Even the idea of accelerating the implementation of the national armed forces clashes with powerful obstacles. In actuality, Afghanistan does not currently have more than 94,000 troops because it has not been possible to meet the deadlines of plans that have already been made. Afghanistan’s military cannot even enlist qualified people, nor has it been possible to avoid increasing dropout rates (estimated at 25 percent). With hastening the process of recruitment and training new soldiers comes the considerable risk that members of the Taliban and other violent groups will be able to join the army. Thus, not only will terrorists successfully complete their training and acquire arms (with which they can then defect), but they will also bring intelligence about the intentions of the Afghan army. Without even considering other factors, the prospect of the the incorporation of these elements into the Afghan Armed Forces is the most dangerous because they can hinder the operation of the armed forces once they have to lead the task of national security.
The problem posed by fixing July 2011 as the date to begin redeployment (not withdrawal) is also significant. Its very announcement generates a double effect. For foreign contingents, it increases the pressure to obtain positive results at all costs, and experience teaches that it also translates into major risks for both the civil populace and deployed soldiers (which will increase public disapproval). For local violent groups, it means that time runs in their favor and that sustained resistance will lead them to victory. Knowing this, we can anticipate an increase in attacks, leading NATO forces to adopt a passive attitude until the storm passes or to move to less violent militarized zones, forcing a dispersion of efforts that would reduce the hypothetical effectiveness of the foreign contingent. In those conditions, the inclination of terrorist groups to be accommodating will be improbable since they will perceive the foreign military as temporary occupants.

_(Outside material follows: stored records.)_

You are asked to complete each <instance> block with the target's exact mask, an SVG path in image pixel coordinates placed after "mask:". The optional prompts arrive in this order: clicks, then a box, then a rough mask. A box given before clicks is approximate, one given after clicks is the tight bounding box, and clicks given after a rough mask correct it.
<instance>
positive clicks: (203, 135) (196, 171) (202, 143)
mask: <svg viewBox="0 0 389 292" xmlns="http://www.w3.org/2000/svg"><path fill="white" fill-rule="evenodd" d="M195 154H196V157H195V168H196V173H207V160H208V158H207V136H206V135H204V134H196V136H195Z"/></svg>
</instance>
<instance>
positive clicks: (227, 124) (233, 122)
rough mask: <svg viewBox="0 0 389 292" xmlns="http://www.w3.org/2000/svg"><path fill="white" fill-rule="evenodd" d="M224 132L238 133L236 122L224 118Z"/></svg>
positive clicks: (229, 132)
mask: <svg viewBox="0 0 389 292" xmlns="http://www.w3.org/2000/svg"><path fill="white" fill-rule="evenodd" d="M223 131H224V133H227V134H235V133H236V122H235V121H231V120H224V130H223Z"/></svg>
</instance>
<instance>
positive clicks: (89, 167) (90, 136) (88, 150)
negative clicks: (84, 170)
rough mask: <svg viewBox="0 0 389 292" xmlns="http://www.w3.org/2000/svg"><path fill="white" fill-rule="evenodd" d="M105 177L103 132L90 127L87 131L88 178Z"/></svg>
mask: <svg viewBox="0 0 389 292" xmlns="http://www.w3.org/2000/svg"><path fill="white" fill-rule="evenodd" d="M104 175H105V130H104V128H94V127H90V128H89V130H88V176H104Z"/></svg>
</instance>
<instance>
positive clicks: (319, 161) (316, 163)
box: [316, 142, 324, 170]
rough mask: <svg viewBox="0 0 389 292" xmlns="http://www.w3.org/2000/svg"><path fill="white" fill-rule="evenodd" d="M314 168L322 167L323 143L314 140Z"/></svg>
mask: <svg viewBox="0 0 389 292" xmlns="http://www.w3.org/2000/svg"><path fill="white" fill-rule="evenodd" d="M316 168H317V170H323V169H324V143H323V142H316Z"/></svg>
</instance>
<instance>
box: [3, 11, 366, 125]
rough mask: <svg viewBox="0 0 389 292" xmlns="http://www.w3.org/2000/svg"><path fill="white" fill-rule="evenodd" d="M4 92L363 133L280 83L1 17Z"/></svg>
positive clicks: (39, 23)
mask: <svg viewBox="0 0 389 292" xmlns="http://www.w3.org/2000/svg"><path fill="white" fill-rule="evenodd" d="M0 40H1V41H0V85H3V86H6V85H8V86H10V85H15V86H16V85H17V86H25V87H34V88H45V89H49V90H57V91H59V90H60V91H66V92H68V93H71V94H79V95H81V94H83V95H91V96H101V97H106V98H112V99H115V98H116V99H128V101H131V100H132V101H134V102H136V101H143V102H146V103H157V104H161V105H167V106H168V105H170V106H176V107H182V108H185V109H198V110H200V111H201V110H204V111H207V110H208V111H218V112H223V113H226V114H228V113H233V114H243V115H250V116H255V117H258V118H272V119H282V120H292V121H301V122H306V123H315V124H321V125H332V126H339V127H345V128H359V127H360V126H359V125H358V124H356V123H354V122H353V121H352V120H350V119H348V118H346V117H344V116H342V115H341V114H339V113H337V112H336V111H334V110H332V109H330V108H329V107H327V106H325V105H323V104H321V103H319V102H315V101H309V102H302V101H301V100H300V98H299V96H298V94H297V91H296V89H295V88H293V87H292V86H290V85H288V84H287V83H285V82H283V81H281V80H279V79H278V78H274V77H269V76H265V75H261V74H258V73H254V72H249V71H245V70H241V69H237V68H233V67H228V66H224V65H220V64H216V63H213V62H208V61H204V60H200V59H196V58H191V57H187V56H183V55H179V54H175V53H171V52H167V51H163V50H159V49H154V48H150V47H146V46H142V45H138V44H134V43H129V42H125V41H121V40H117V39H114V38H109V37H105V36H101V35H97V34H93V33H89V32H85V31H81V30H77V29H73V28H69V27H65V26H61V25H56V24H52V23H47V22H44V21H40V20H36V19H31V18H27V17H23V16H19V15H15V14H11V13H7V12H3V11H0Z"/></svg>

Pakistan is also a key element in this situation. If the main battle becomes the defeat of Al Qaeda, we must remember that their sanctuary is much more in Pakistani territory (spoiled as useful allies) than in Afghanistan (where it is estimated that it only deploys about 400 troops). Military doctrines stress the need to prevent the enemy from holding a safe haven that serves as a rearguard to feed the violence and provides momentary rest for Al Qaeda fighters. There are huge doubts about the willingness of Pakistan to assist strongly in this way, especially if their military feels punished by Washington (with the new package of economic aid to the country in exchange for political actors acting in self-defeating ways) or fears losing an asset they have managed for years. There is little they will do with the foreseeable increased threat from India and Washington’s abandonment.
In short, Obama figures its successful bet will be on factors that only depend on U.S. will, as if all those involved in this scenario were to follow their dictates or submissively accept the division of roles that the U.S. wants to allocate to each. Only for those who believe that Iraq is already a convincing case can Afghanistan be considered resolvable by similar means. Meanwhile, only a few are allowed slight smiles, like Moscow, which sees the deadline to consolidate recovery and renewed control over its traditional area of influence renewed while Washington is busy attending to other matters.